Previous studies document Nukuleka in the Kingdom of Tonga as a founder colony for first settlement of Polynesia by Lapita peoples. A limited number of radiocarbon dates are one line of evidence supporting this claim, but they cannot precisely establish when this event occurred, nor can they afford a detailed chronology for sequent occupation. High precision U/Th dates of Acropora coral files (abraders) from Nukuleka give unprecedented resolution, identifying the founder event by 2838±8 BP and documenting site development over the ensuing 250 years. The potential for dating error due to post depositional diagenetic alteration of ancient corals at Nukuleka also is addressed through sample preparation protocols and paired dates on spatially separated samples for individual specimens. Acropora coral files are widely distributed in Lapita sites across Oceania. U/Th dating of these artifacts provides unparalleled opportunities for greater precision and insight into the speed and timing of this final chapter in human settlement of the globe.

Monday, March 24, 2014

The Polynesians (and Their Chickens) did not Cross the Pacific

Did the Polynesians beat Columbus to South America?

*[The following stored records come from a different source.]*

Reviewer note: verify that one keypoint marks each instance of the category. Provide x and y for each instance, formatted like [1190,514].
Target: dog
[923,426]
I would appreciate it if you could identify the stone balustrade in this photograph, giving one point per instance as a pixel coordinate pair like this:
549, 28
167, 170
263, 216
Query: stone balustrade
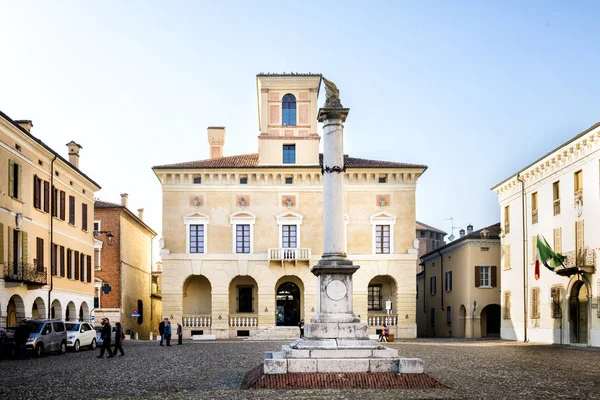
379, 320
289, 254
242, 321
197, 321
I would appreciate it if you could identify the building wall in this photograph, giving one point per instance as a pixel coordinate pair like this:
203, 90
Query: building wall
583, 153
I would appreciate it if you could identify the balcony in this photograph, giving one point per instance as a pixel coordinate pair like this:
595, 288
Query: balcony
25, 273
289, 254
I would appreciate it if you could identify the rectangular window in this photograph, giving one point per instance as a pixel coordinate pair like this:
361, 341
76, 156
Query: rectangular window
382, 239
556, 197
245, 299
558, 240
289, 153
506, 305
374, 297
534, 209
14, 180
242, 238
62, 205
448, 283
288, 239
535, 303
39, 253
72, 210
196, 238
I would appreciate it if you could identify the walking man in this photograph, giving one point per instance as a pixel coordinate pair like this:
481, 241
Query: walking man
105, 335
119, 336
161, 330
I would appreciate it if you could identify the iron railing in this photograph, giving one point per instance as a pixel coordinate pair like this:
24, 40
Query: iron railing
26, 273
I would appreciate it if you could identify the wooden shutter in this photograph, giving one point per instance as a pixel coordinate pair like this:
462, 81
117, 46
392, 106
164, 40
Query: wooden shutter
62, 205
11, 178
62, 261
46, 196
89, 267
24, 243
84, 216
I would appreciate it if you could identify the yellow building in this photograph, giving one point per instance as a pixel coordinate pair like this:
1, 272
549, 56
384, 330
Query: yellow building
240, 233
460, 287
46, 239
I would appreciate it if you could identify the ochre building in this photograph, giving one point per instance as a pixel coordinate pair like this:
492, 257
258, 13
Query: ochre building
240, 233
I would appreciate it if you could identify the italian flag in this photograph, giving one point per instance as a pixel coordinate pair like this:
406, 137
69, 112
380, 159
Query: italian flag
547, 256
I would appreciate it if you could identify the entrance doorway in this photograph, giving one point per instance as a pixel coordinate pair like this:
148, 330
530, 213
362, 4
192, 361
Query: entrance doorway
578, 313
288, 304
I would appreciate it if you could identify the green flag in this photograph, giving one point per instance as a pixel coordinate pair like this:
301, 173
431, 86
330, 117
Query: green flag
547, 256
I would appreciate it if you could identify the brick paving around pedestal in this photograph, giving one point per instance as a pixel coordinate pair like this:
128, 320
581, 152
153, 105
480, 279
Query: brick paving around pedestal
215, 370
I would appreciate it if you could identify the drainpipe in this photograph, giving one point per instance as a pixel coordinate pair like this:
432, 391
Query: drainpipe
52, 206
525, 283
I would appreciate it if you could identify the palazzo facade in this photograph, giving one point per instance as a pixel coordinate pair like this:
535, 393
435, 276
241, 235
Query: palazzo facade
241, 233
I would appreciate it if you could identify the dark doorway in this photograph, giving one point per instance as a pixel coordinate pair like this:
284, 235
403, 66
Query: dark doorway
288, 304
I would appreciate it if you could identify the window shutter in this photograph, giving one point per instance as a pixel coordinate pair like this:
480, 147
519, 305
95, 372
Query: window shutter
89, 266
11, 178
25, 245
46, 196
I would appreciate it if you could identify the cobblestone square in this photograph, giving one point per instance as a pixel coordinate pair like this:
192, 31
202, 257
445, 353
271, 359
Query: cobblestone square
470, 369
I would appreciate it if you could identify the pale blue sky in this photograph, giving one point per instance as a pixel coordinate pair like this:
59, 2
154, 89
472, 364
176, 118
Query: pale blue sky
476, 90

Not according to the tale of migration uncovered by analysis of ancient DNA from chicken bones recovered in archaeological digs across the Pacific.

The ancient DNA has been used to study the origins and dispersal of ancestral Polynesian chickens, reconstructing the early migrations of people and the animals they carried with them.

The study, led by the University of Adelaide's Australian Centre for Ancient DNA (ACAD) and published today in Proceedings of the National Academy of Sciences USA, reveals that previous claims of contact between early Polynesians and South America were probably based on contaminated results. Instead, the new study has identified and traced a unique genetic marker of the original Polynesian chickens that is only present in the Pacific and Island Southeast Asia.

The research team of national and international collaborators, including Australian National University, University of Sydney, and Durham and Aberdeen Universities in the UK, used female-inherited mitochondrial DNA extracted from chicken bones excavated in archaeological digs from islands including Hawaii, Rapa Nui (Easter Island) and Niue.

"We have identified genetic signatures of the original Polynesian chickens, and used these to track early movements and trading patterns across the Pacific," says lead author Dr Vicki Thomson of ACAD. "We were also able to trace the origins of these lineages back into the Philippines, providing clues about the source of the original Polynesian chicken populations."

Associate Professor Jeremy Austin, ACAD Deputy Director, says: "There are still many theories about where the early human colonists of the remote Pacific came from, which routes they followed and whether they made contact with the South American mainland. Domestic animals, such as chickens, carried on these early voyages have left behind a genetic record that can solve some of these long standing mysteries."

Project leader Professor Alan Cooper, Director of ACAD says: "We were able to re-examine bones used in previous studies that had linked ancient Pacific and South American chickens, suggesting early human contact, and found that some of the results were contaminated with modern chicken DNA, which occurs at trace levels in many laboratory components," says ACAD Director Professor Alan Cooper. "We were able to show that the ancient chicken DNA provided no evidence of any pre-Columbian contact between these areas."

Soooo...where did those chicken bones come from?